Parental Guidance (2012)

This is essentially a platform for Billy Crystal to be Billy Crystal. For some, that’ll sound like torment, but to others it’ll sound like heaven. Me? Well, I’ve never really been exposed to many of his movies / appearances on TV – it seems you guys in the US get a lot more of him than we do. For this reason, I thought Crystal was genuinely funny. Sure, some of the jokes were very wide of the mark, but the ones that landed on target made me chuckle. Not guffaw and fall about the aisles, but chuckle nevertheless. Similarly, Bette Midler has been given some great lines too – one exchange between her and a very demanding Russian violin teacher was particularly memorable.

What of the rest of the cast? Well, they’re all serviceable, but as I say – this is a Crystal and Midler vehicle and not much else. They’re just there. I’m well aware that Marisa Tomei can really pull off great roles (The Wrestler for instance), but she was somewhat underutilised here – the part could have been played by any actress really. Similarly, the three children are nothing too remarkable, but their performances never seemed hackneyed or weak. They’re just not Pierce Gagnon. Yes, I can pretty much manage to shoehorn Tom Hardy or Pierce Gagnon into the vast majority of my reviews.

Parental Guidance (2012)

In terms of plot development, you know you’re not going to get some astronomically complex plot. This is a “U” certificate after all – a true family film. Everything is relatively linear and you can foresee the ending before the film even begins, but I don’t think that’s the point. The emphasis is on the┬ádichotomy of parenting styles – old school grandparents vs. new age parents. And I enjoyed that. You see, I’m much more an advocate of the straight-talking method used by Crystal and I could relate to his qualms with the gently, gently approach used by his daughter.

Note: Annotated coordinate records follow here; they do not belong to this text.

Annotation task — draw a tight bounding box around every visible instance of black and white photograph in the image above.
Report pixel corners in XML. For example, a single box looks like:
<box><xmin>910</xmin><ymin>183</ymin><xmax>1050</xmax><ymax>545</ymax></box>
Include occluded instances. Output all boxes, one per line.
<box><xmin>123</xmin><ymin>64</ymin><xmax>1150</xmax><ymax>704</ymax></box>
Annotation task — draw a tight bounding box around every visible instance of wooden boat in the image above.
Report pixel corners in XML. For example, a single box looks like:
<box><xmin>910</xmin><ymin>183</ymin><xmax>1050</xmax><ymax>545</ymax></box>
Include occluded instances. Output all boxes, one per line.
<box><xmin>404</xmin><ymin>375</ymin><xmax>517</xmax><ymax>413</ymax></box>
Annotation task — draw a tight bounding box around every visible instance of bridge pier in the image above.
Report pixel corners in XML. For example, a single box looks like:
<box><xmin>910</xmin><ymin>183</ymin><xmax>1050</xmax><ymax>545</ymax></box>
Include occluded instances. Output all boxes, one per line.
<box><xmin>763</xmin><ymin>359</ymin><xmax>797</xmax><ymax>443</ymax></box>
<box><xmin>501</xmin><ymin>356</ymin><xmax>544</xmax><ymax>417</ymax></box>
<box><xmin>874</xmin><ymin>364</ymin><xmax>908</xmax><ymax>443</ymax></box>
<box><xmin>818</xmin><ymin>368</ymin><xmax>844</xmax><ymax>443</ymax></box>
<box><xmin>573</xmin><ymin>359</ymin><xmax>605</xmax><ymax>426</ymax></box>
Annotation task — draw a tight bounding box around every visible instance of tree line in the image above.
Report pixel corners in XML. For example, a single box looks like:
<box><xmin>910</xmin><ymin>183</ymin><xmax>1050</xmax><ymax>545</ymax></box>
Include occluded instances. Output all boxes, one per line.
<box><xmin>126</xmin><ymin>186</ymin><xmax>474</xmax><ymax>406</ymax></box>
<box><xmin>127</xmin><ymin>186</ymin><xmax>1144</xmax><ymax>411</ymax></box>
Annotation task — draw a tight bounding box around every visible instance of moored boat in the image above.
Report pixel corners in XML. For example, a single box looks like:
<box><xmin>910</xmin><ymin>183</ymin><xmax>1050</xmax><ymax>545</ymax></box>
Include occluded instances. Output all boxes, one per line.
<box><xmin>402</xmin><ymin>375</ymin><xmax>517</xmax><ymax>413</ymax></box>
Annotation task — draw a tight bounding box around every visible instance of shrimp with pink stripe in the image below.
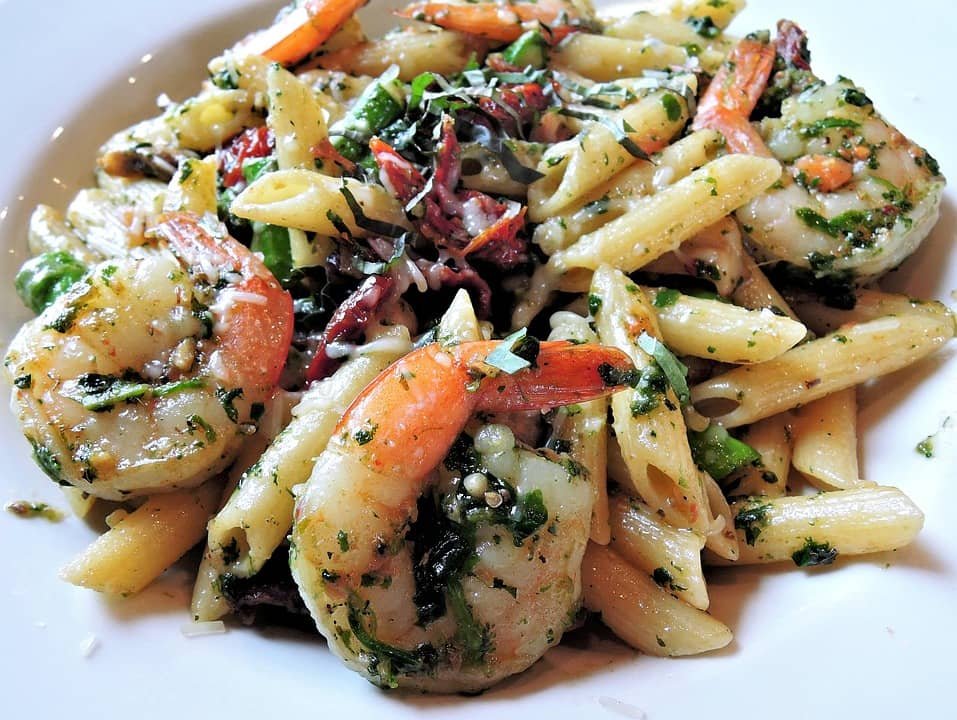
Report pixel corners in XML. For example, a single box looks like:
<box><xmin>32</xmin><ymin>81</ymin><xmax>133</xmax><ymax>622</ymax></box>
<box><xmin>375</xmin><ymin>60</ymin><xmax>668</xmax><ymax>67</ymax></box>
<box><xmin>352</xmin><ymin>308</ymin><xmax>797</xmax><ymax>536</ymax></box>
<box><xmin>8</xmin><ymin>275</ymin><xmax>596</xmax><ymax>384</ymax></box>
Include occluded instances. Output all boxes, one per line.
<box><xmin>290</xmin><ymin>341</ymin><xmax>633</xmax><ymax>692</ymax></box>
<box><xmin>4</xmin><ymin>214</ymin><xmax>293</xmax><ymax>500</ymax></box>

Other reviewers have used a lot of “sch-” prefixed words to describe the film, which I’m not entirely in agreement with. Sure, it’s sweet and sometimes very sentimental, but it’s done well. It carries a message that we can all relate to: we get older and things change. In my screening there were a variety of ages – the parents and grandparents were laughing, but so too were the children. Although the youngsters were more amused by a supersoaker to the groin than Crystal‘s off-the-cuff remarks about life. I can’t say I’ll be recommending the movie to all and sundry, but if you’re in need of a holiday film to entertain the family then you could probably do far worse than Parental Guidance.

Whilst Parental Guidance isn’t a family classic, it is an enjoyable film. It doesn’t outstay its welcome and delivers what you’d expect: an all-around enjoyable family film. If you’ve not been saturated by Crystal in the past then you’ll find much to like here. It’s unlikely to become a film you’ll love and cherish, but nor is it as tacky and obvious as Cheaper by the Dozen and other films that deal with grandparents looking after children. Crystal himself summed up Parental Guidance as a “Home Alone for grandparents”. And you know what? I think he’s about right.

Maybe my enjoyment of this movie is testament to my cynicism about Generation whatever-letter-we’re-on-now. Maybe I’m prematurely long in the tooth. And maybe I’m tainted by my own lack of kids. But for whatever reason, I enjoyed Parental Guidance a good deal. Don’t be led by the opinions of others who’d probably dissuade you from seeing this if you’re on the fence about it. After all, would you listen to the “life advice” of the aforementioned 18 year old who’s just returned from that one week sojourn in Thailand where they got in touch with their inner goddess? When in fact they were just dancing on a beach whilst drinking screwdrivers out of a plastic bag? Yes? No? Well, I guess it all depends on your age… Much like your enjoyment of this film.